Jakarta (ANTARA News) - Pemerintah menilai pemohon uji materi Undang-Undang Nomor 1 Tahun 1946 tentang Peraturan Hukum Pidana (KUHP) telah memaknai kata "makar" secara sederhana.
"Pemohon hanya memaknai secara sederhana dan tidak dimaknai sebagai norma hukum," ujar Staf Kementerian Hukum dan HAM Bidang Hubungan Antarlembaga Agus Haryadi di Gedung Mahkamah Konstitusi Jakarta, Rabu, mewakili pemerintah yang memberikan keterangan dalam sidang uji materi Undang-Undang Nomor 1 Tahun 1946 tentang Peraturan Hukum Pidana (KUHP), terkait dengan ketentuan makar.
Agus menilai pemohon hanya memaknai kata makar sesuai makna kata dari bahasa Belanda, yakni aanslag yang artinya serangan.
"Pemaknaan makar secara sederhana dapat dipahami oleh siapa pun dan dapat digunakan secara umum sesuai kebutuhan secara bahasa, tetapi tidak mempunyai kekuatan hukum yang mengikat," jelas Agus.
Sebaliknya, makna kata "makar "dalam norma hukum, sebut Agus, diarahkan menjadi makna yang mengikat sesuai kebutuhan yang akan difungsikan untuk sebuah tujuan.

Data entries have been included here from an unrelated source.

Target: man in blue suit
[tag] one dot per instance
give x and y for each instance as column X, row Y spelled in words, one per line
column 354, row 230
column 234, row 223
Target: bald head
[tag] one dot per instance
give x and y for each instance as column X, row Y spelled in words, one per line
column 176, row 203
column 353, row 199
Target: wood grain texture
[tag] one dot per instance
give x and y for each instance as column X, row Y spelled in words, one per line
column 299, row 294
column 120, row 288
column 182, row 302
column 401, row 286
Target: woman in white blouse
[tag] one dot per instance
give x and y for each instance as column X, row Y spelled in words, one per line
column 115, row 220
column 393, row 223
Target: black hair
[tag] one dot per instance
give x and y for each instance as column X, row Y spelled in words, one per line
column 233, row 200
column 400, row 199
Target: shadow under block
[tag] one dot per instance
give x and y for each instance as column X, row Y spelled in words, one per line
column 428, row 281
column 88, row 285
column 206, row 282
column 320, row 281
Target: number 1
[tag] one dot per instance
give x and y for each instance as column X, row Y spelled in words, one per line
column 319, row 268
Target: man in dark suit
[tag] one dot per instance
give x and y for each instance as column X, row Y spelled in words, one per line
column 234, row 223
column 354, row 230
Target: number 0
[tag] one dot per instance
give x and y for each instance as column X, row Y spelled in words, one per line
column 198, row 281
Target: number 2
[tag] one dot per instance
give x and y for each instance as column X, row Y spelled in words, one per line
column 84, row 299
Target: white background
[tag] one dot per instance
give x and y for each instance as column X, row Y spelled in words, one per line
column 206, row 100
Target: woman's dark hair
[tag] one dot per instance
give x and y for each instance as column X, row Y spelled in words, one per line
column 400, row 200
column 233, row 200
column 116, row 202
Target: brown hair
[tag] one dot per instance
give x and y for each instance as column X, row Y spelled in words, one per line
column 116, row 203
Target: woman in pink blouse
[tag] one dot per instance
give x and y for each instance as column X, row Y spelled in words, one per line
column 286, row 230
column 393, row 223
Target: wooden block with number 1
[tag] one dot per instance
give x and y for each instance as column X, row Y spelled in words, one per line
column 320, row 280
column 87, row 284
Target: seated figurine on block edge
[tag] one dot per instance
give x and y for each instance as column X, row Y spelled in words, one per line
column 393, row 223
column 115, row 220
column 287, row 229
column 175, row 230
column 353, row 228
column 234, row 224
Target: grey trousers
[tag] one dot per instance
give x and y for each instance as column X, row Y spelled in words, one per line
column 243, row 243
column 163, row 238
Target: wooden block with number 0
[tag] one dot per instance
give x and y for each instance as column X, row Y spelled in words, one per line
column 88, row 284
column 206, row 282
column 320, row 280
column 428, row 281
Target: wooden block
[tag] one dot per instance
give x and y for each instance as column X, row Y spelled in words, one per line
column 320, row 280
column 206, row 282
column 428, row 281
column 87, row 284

"Norma hukum merupakan aturan yang dibuat dengan tegas dapat melarang serta memaksa orang untuk dapat berperilaku sesuai dengan keinginan pembuat peraturan, sehingga norma hukum mempunyai tujuan," jelas Agus.
Pemohon dari uji materi ini adalah Pengurus Institute for Criminal Justice Reform (ICJR) Syahrial Wiriawan Martanto bersama rekan-rekannya.
Pemohon mengungkapkan ketidakjelasan definisi kata "makar "dalam KUHP yang merupakan terjemahan dari kata "aanslag".
Menurut pemohon, "makar" bukan bahasa Indonesia yang dipahami, melainkan dari bahasa Arab, sementara "aanslag" artinya serangan, sehingga dalam KUHP tidak ada yang jelas untuk makna kata "makar".